Dynamic Analysis with x64dbg - Complete Guide

x64dbg is a powerful, open-source debugger for Windows that has become the go-to tool for malware analysts and reverse engineers. This comprehensive guide covers everything from basic setup to advanced analysis techniques used in real-world malware investigations.

Table of Contents

• Introduction to Dynamic Analysis
• Setting Up Your Analysis Environment
• Understanding the x64dbg Interface
• Basic Analysis Techniques
• Advanced Analysis Techniques
• Practical Malware Analysis Examples
• Detecting and Bypassing Anti-Analysis
• Best Practices and Tips

Introduction to Dynamic Analysis

Dynamic analysis involves executing malware in a controlled environment to observe its behavior. Unlike static analysis, which examines code without execution, dynamic analysis reveals runtime behavior, API calls, network communications, and system modifications.

Why x64dbg?

• Free and Open Source - No licensing costs, actively maintained community
• Both 32-bit and 64-bit Support - x32dbg and x64dbg variants
• Powerful Plugin Ecosystem - Extensive plugin support for specialized tasks
• Modern Interface - Intuitive GUI with customizable layouts
• Advanced Features - Memory search, pattern scanning, scripting support

Dynamic vs.

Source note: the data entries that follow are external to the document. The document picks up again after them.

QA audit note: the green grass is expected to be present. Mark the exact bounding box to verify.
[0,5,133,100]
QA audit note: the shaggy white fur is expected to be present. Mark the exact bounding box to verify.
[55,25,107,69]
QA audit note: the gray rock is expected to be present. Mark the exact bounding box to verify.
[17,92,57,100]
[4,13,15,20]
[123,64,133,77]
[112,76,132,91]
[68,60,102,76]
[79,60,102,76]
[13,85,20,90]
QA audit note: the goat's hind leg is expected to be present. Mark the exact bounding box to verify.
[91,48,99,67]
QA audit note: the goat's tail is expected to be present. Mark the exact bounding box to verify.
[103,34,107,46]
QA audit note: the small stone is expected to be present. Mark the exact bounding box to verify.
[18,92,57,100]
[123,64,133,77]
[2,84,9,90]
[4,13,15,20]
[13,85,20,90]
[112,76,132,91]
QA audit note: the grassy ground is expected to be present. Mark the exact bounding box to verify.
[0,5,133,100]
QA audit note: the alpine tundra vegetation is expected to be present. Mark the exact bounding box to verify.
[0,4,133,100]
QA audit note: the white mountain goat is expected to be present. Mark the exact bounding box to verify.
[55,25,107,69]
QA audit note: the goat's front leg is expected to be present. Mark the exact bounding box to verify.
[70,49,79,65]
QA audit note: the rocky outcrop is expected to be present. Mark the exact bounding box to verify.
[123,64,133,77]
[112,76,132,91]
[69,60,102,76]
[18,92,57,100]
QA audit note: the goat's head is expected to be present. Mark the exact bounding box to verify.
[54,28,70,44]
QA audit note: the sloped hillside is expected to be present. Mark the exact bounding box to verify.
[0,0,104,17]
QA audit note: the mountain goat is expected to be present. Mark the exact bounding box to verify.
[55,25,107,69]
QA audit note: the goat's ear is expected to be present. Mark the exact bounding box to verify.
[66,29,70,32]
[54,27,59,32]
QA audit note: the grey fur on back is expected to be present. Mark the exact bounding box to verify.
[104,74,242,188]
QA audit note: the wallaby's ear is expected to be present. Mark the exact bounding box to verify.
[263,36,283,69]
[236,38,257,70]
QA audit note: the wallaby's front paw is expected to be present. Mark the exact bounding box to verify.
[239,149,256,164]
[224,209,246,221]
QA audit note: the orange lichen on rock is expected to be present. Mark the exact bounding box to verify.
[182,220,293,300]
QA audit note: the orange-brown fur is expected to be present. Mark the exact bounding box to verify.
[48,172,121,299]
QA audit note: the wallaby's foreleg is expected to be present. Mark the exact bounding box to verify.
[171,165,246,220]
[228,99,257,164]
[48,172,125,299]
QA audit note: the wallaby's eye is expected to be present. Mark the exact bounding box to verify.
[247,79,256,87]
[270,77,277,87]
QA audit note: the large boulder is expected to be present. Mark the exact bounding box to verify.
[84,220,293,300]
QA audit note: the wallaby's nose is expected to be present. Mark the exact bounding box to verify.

Static Analysis

Dynamic Analysis	Static Analysis
Observes actual behavior	Examines code structure
Reveals runtime secrets	Faster initial assessment
Detects packed/obfuscated code	No execution required
Requires safe environment	Safe to perform

Setting Up Your Analysis Environment

Virtual Machine Requirements

Critical: Always perform dynamic analysis in an isolated virtual machine. Never run malware on your host system.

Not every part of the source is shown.